Belitz' Protagonisten sind alle über 20 und haben die ein oder anderen Problemchen hinter sich. Linna selbst ist ... speziell. Ich glaube, nicht jeder freundet sich mit ihr an und wahrscheinlich würde ich sie im "echten" Leben nicht mögen. Wahrscheinlich wäre sie mir unsympathisch. Aber das läge daran, dass sie unnahbar, richtiggehend unantastbar ist. Erst mit den verfliegenden Seiten habe ich eine Vielschichtigkeit an ihr entdeckt, die ich ohne den persönlichen Ich-Perspektiven-Zugang niemals aufdecken hätte können. Linna redet nicht gerne von sich und lässt andere lieber glauben, was sie denn glauben wollen. Deshalb kommt diese Vielschichtigkeit auch so überraschend - und verleiht der Geschichte eine Spannung, die ich vorher nicht vermutete hätte.
Linnas Frustration, ihre Kontrollsucht, die spitzen Bemerkungen (die mich auf die Palme getrieben hätten wäre ich ihr gegenüber gestanden). Aber auf der anderen seite auch dieses Verständnis für ihr Benehmen.
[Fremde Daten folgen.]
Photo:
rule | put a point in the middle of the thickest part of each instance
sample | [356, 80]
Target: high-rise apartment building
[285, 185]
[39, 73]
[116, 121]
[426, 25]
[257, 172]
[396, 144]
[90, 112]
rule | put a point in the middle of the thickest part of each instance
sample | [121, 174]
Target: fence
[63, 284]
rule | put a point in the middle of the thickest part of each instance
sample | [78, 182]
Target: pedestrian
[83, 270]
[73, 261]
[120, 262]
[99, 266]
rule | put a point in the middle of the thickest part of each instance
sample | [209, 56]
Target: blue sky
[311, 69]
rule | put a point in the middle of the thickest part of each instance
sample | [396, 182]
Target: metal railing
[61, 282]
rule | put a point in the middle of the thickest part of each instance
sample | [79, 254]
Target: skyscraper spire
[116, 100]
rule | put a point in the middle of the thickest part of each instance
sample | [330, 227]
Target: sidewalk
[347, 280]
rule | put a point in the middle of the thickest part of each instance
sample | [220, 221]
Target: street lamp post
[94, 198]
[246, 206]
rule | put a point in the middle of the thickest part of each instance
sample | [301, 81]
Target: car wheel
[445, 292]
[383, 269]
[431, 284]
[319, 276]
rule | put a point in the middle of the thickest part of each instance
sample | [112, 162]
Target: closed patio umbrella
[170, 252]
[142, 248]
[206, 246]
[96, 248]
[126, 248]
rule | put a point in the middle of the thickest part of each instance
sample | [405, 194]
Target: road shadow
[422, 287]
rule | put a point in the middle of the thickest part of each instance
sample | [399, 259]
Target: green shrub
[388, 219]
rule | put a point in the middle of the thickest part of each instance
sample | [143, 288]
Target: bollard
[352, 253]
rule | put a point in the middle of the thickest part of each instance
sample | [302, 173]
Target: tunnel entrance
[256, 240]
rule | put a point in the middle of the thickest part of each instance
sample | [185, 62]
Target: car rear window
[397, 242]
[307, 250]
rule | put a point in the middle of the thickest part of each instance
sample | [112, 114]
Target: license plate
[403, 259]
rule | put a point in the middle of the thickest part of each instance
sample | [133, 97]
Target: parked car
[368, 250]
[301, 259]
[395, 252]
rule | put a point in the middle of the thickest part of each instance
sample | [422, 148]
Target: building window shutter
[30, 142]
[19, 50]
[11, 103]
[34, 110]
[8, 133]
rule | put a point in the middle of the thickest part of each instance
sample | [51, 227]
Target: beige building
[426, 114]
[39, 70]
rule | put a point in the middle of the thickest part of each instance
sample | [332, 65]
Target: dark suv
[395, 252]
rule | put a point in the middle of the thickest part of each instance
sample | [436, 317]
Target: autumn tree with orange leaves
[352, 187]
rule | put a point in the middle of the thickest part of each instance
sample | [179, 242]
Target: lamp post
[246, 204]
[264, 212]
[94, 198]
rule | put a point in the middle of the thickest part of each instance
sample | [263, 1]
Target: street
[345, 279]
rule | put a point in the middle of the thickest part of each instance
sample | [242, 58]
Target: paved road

Die Konfrontation mit dem Charakter Linna werde ich definitiv als eine der aufregendsten Buchbegegnungen in Erinnerung behalten.
Was dieses Buch ausmacht, ist die Zeit, die sich Bettina Belitz für die Präsentation und die Gestaltung ihrer Protagonisten nimmt. Dadurch entstehen ein paar ausschweifenden Passagen und Sätze, aber die Autorin schafft es auf diese Weise, dass der Leser Linna bis ins tiefste Innere kennenlernt. Eine Protagonistin, die noch nicht einmal kennen gelernt werden will.

Neben Linna lernt der Leser ihre ehemaligen Bandmitglieder und den "Neuzugang" Tobi kennen. Ein Zusammentreffen, das gewollt heiter beginnt, das aber bald in Irritation umschlägt, je mehr Linna aufdeckt. Ein angenehmer Hüttenaufenthalt soll es werden, Bandproben, nettes Zusammensitzen. Aber die Anspannung nagt an allen - vor allem auch am Leser, der zuerst eher planlos außenvor sitzt und nicht weiß, worauf das ganze hinauslaufen soll. Aber - da muss man sich keine Sorgen machen - es passiert früh genug etwas und dann kann man froh sein, wenn man vorher tief genug Luft geholt hat, denn atemlos wird es gegen Ende garantiert.
Bloß ... naja, ein paar Sachen waren mir dann doch zu ... ich weiß nicht. Die Auflösungen haben mich nicht wirklich gestört, einige waren wirklich gut und überraschend, aber andere fand ich weit hergeholt oder nicht ganz glaubhaft - zwei, drei Mal habe ich die Augenbrauen hochgezogen und "ahaaaa" gedacht, aber das ist auch schon alles, was ich an negativer Kritik anbringen kann.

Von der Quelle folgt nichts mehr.